Men compete with each other over all kinds of things, from cars to sports to physical stature. And, as it turns out, straight men also try to one-up other guys (especially more attractive ones) by taking bigger risks.
In a new Australian study, straight dudes took bigger money risks after being shown pictures of shirtless male Abercrombie & Fitch models.
"Men want to appear more desirable to women, and having more money is one way to do so," one of the study's authors, Australian psychologist Eugene Chan, explained to New Scientist. "Taking financial risks is one quick way to get more money, even if it might not be a sure thing."
In an experiment conducted on 820 men and women, participants were shown pictures of male Abercrombie models, female models or "average" people. They were then given the choice of getting $100, or taking a bet where they had a 90% chance of getting nothing and a 10% chance of getting $1,000.
Straight men who looked at the photos of Abercrombie models were more likely to choose the riskier bet. This effect was particularly pronounced among men who were in a "mating mindset."
Why? The risk-taking behavior might (you guessed it) have a little something to do with our evolutionary past.

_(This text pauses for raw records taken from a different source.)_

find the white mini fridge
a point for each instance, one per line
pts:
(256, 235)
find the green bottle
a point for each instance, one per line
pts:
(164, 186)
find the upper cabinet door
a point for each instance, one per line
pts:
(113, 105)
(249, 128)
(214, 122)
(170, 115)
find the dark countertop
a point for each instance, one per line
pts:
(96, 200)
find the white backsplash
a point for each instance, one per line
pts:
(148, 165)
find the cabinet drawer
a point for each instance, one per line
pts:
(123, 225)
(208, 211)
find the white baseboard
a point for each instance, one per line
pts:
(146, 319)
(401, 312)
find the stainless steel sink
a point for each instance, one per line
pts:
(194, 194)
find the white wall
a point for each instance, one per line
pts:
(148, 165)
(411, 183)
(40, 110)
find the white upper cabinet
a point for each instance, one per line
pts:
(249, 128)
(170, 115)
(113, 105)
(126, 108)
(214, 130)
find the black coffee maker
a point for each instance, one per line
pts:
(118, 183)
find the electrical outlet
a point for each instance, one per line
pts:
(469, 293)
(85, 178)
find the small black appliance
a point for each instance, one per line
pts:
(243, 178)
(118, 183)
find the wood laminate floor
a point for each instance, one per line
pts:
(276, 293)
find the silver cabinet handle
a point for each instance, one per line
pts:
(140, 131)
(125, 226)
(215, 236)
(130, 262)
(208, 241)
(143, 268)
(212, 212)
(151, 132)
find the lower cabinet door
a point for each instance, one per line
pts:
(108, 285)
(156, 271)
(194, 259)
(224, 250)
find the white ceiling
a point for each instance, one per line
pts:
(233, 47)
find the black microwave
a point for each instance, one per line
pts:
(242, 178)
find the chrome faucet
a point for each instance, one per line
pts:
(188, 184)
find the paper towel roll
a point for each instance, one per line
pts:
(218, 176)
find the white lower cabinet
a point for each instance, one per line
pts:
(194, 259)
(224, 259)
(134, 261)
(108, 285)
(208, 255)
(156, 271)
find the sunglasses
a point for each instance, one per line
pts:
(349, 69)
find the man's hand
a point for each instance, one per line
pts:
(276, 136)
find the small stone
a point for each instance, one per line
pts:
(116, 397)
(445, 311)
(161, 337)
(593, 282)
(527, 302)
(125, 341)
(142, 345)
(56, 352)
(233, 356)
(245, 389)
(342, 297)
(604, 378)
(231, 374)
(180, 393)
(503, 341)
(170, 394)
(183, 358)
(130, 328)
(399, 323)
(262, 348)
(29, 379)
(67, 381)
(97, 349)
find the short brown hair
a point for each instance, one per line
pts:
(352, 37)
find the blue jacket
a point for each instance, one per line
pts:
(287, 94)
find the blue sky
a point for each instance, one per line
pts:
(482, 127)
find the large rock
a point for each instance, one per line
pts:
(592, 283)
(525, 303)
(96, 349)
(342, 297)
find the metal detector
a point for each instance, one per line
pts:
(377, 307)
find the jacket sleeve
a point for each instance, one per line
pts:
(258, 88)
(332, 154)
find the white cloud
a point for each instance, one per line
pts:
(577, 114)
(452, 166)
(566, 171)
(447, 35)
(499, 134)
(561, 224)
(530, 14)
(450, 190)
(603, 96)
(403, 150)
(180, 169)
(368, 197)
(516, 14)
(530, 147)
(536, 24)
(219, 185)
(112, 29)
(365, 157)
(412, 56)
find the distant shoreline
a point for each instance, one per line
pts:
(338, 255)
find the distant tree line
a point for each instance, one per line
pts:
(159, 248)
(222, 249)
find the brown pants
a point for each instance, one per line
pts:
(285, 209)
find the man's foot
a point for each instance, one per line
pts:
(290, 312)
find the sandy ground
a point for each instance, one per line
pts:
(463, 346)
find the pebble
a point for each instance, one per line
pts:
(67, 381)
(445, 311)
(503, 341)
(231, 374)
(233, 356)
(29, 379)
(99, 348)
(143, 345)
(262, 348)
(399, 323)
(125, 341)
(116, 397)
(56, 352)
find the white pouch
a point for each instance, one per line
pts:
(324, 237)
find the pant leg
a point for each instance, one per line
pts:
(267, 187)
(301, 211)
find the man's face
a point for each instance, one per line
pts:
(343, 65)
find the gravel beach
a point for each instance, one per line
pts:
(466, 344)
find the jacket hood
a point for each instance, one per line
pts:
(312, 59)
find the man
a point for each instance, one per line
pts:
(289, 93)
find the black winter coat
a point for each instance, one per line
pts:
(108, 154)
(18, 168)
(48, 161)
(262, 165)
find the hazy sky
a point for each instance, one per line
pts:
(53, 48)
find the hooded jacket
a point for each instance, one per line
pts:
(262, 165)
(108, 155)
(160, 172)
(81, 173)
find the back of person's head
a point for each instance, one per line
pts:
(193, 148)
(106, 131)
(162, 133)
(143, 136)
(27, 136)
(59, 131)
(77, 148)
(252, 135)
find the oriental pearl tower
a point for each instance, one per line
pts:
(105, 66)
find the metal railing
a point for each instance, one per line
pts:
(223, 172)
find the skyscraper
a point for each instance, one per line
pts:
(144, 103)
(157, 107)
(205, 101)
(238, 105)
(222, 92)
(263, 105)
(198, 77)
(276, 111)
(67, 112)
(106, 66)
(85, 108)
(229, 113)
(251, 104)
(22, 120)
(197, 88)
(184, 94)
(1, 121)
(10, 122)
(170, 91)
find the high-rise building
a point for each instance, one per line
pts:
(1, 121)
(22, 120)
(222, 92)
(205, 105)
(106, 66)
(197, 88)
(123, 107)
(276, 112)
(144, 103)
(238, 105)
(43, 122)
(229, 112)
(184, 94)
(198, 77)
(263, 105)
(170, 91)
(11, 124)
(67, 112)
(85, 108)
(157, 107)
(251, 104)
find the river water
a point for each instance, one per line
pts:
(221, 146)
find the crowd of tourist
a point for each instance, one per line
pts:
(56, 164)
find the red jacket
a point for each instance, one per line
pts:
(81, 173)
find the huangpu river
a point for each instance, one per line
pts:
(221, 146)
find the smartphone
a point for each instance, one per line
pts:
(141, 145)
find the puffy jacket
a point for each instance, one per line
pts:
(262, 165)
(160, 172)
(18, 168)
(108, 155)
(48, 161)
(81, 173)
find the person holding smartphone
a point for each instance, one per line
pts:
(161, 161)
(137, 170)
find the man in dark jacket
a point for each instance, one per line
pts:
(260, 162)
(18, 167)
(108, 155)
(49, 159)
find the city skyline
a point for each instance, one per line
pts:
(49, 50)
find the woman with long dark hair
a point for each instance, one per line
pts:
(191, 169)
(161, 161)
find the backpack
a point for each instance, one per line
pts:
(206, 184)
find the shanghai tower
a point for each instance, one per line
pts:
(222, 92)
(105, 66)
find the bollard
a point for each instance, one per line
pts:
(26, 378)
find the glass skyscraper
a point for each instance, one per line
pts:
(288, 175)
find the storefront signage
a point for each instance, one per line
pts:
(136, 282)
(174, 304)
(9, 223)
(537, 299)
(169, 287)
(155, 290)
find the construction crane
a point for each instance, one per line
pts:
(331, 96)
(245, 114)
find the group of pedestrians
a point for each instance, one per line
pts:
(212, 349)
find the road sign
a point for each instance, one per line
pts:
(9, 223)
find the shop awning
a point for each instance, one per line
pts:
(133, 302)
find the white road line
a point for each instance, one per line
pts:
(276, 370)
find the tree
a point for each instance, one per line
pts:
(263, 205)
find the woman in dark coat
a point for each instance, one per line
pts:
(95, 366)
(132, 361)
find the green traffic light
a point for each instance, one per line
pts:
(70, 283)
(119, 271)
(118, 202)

"Men are more likely to take greater financial risks when they have a mating mindset because they are particularly interested in making themselves desirable to women as a spouse or partner," Chan told The Huffington Post in an email. "What does this say about male mating behavior? It says that there are some innate processes that have evolved over time -- behaviors that we don’t want to admit but we also can’t easily shake off."